Click track within guitar DI track?

Apr 14, 2010
932
1
18
Germany
hey guys,

I have just noticed a weird thing. I have a rhythm guitar DI track and when the guitar is not playing I can hear some hum and the CLICK track the guitar was recorded with. it's very faint but audible if boosted by an amp sim.
how did it get in there? is it possible for a pickup to pick up the click track?
 
I was given the DI tracks so I'm not sure which pickup was in the bridge position. guitar was a LTD ben savage, so crunchlab or liquifire.
could it be a shielding issue and is it possible with active pickups too?
 
I've had it happen with EMG 81.

Obviously you can't retrack at this point, but if you could, have the guitarist face away from the monitors, maybe turn them down a little, or use headphones.
 
you can have this with EMG 81s and cranked monitors like wutz says. Had this issue also, noticed during soloing some guitar parts. There was nothing to hear anymore when the mix was done.
 
I've noticed that some people tend to cross the headphone cable with the guitar cable, which in some cases will bleed the signal through(But then you'll have allot of noise and harsh feedback in the signal as well.).
 
Had this happen to me before with LP Studio stock pickups.

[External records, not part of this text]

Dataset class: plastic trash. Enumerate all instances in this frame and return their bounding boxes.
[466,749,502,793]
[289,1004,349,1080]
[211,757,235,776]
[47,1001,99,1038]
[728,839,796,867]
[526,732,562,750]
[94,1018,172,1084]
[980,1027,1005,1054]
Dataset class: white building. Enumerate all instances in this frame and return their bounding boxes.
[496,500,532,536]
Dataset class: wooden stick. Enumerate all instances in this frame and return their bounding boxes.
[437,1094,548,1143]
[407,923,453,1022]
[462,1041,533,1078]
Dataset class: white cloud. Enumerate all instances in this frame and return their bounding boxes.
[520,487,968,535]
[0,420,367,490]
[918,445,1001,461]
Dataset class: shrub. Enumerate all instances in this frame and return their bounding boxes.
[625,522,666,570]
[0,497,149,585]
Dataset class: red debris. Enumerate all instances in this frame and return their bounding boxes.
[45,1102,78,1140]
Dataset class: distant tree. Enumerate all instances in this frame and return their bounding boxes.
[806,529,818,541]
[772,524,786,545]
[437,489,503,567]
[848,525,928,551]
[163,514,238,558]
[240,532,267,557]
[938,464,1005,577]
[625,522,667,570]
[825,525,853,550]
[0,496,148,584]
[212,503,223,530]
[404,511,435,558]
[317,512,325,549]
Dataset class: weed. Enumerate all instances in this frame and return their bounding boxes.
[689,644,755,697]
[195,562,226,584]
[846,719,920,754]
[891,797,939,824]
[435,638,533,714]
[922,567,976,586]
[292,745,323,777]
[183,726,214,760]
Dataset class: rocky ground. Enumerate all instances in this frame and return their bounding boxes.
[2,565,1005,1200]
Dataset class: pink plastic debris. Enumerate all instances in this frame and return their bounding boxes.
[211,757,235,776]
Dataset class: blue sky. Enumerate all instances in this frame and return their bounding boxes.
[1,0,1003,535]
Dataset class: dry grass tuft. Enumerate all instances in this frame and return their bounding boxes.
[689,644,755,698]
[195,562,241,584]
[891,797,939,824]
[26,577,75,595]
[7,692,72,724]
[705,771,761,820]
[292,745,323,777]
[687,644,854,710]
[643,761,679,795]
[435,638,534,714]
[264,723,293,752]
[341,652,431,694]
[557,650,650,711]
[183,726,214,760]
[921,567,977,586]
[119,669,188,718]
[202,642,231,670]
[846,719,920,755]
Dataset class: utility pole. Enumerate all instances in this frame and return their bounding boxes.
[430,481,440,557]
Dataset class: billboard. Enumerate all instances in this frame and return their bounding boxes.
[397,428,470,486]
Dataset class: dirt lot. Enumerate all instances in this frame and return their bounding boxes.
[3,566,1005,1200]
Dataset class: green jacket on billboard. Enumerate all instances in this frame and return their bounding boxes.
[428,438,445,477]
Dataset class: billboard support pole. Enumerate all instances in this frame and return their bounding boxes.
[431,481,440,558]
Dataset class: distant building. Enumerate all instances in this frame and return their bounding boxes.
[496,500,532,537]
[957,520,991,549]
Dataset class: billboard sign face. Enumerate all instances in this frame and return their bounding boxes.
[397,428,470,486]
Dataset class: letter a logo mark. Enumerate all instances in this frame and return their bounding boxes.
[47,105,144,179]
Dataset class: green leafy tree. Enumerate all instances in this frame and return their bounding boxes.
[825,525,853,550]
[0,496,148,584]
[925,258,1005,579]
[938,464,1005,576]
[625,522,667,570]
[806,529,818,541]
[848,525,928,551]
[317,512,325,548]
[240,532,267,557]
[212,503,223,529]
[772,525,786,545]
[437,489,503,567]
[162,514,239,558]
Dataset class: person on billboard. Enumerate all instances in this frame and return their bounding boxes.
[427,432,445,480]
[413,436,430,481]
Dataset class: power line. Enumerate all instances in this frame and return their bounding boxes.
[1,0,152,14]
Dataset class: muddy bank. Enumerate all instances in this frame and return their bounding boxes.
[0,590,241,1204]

Could only hear it on a long chord ring out that I didn't hear until reamping. Luckily I was able to re-track it real quick. So now I go headphones or face away from monitors. Lesson Learned.
 
I sometimes get this during pauses, I've never had it audible any other time. As far as I can tell, it's really not a big deal.
 
I automate the click volume down for parts where I know there will be sustained notes but also sometimes use the click bleed into the pickups for effect.
 
Totally normal. Guitar pickups are transducers just like any other, and will pick up sound in addition to just the strings. This is why I'll have guitar players listen in headphones a lot, even if they're right next to me, so that the click doesn't bleed as much. They can turn it up as loud as they want.